06-13-2019 05:38 AM - edited 06-13-2019 05:40 AM
Hello, we are using version 8.0; master servers are linux. In the Master admin console gui, we are seeing many job IDs without policy names or status. Clicking on them, if we look at Detailed Staus, we see:
Mar 3, 2019 8:01:56 PM - Info bpbrm (pid=2947) starting bphdb on client
Mar 4, 2019 1:01:56 AM - Error bpbrm (pid=2947) cannot execute cmd on client .com
Mar 4, 2019 1:01:56 AM - Error bpbrm (pid=2947) socket close failed, Bad file descriptor (9)
Mar 4, 2019 1:01:56 AM - Error bpbrm (pid=2947) could not write EXIT STATUS to OUTSOCK
Mar 4, 2019 1:01:56 AM - Info bphdb (pid=0) done. status: 26: client/server handshaking failed
They're from different clients, but all have that basic data. They're all from early March 2019. They're not clearing out; we're not sure if they're consuming resources. We cannot cancel them. Has anyone seen anything like this? I couldn't find the exact same situation, when I did a search.
Solved! Go to Solution.
06-20-2019 01:07 PM
Unfortunately, my "solution" is not a great discovery. Our guess is that when my coworker stopped/started nb services on the master server while working on the unrelated issue, it freed up those hung jobs and let me cancel them.
06-13-2019 09:06 AM
Try to stop the netbackup service from Master server. Run bp.kill_all from the Netbackup installation path and restart the service, let me know the status.
06-13-2019 10:04 AM
@Arkya , won't that effect current jobs running, as opposed to those stuck in limbo status since March 4?
06-13-2019 10:27 AM
Yes, that will impact the current jobs as well, try the steps on non backup hours.
06-13-2019 10:36 AM
@Arkya ,
Good idea! I’ll try it during our regularly scheduled maint. Window on Monday afternoon.
06-14-2019 12:48 AM
There was a similar post over here: https://vox.veritas.com/t5/NetBackup/Ghost-unknown-jobs-in-the-activity-monitor/m-p/832864
Please have a look at replies and see if anything helps.

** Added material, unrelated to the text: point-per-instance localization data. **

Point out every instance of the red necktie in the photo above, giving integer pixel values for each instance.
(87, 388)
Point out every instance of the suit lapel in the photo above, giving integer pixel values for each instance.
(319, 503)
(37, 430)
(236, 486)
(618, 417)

Unfortunately the original poster never replied.
06-14-2019 05:24 AM
Good morning, when I left work last night, my coworker was on the phone with Veritas support for an unrelated issue (but on the same master server). He left me an email telling me that they fixed his issue. I checked the master gui, and noticed that all those limboed jobs were now showing "Waiting for retry" and "cancel" was no longer grayed out. I was able to cancel all those jobs that were there since March. When my coworker is back on Monday, I'll ask him what was done. Maybe they used the Veritas version of penicillin.
06-20-2019 01:07 PM
Unfortunately, my "solution" is not a great discovery. Our guess is that when my coworker stopped/started nb services on the master server while working on the unrelated issue, it freed up those hung jobs and let me cancel them.